The problem facing the industry, however, is that TikTok – the very platform taking up so much of its audience’s attention – is, according to a panel of digital experts at ETVF, already a meritocracy. Meanwhile, unlike BBC iPlayer or Netflix but similar to Instagram and YouTube Shorts, it is incredibly addictive. Not in a ‘just one more episode before bed’ kind of way but in a ‘dopamine spikes happening in quick succession altering our brain chemistry’ way. Looking back, it makes binge-watching a boxset of The Wire in the 2010s feel as refined as reading Moby Dick.
Moreover, the social video apps’ gatekeeper-less structures have put the ability to create audiovisual content in the hands of anyone with enough of an imagination to do it, regardless of which part of the country they grew up in or what school they went to.
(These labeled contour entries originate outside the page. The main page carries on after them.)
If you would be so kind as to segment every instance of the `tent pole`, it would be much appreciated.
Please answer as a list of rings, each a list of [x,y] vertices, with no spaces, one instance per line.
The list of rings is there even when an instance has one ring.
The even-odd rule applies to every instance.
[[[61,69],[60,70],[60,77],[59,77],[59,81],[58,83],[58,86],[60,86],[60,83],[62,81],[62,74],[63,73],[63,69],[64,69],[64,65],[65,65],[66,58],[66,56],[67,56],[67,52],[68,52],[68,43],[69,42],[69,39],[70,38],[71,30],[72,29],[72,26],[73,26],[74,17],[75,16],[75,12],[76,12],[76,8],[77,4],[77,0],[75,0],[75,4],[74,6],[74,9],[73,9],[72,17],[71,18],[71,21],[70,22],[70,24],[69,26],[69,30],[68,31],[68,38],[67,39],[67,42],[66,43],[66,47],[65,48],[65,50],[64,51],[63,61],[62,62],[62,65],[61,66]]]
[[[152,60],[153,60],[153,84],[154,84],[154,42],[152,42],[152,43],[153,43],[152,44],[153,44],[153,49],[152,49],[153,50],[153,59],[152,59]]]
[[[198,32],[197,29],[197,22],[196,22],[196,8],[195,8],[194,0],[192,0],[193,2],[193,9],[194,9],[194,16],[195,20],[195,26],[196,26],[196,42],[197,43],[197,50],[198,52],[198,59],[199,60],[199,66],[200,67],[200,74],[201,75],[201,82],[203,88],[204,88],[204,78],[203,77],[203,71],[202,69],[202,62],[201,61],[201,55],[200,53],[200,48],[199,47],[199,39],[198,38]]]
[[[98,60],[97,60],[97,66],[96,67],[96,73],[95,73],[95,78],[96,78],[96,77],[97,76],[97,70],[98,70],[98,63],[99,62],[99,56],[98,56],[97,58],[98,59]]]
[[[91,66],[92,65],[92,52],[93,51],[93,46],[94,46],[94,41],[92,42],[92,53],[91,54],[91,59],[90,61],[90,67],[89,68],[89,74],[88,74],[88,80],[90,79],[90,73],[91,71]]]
Video-based generative artificial intelligence tools have the power to supercharge that trend.
One saving grace may be that the impact of technological change is often slower than we suspect. Mark Zuckerberg is still waiting for us to join him in the metaverse, after all. UK TV producers who have resisted downloading TikTok or launching a YouTube channel were told it’s not too late at ETVF last week. However, they might do well to download a meditation app at the same time if they value their mental health.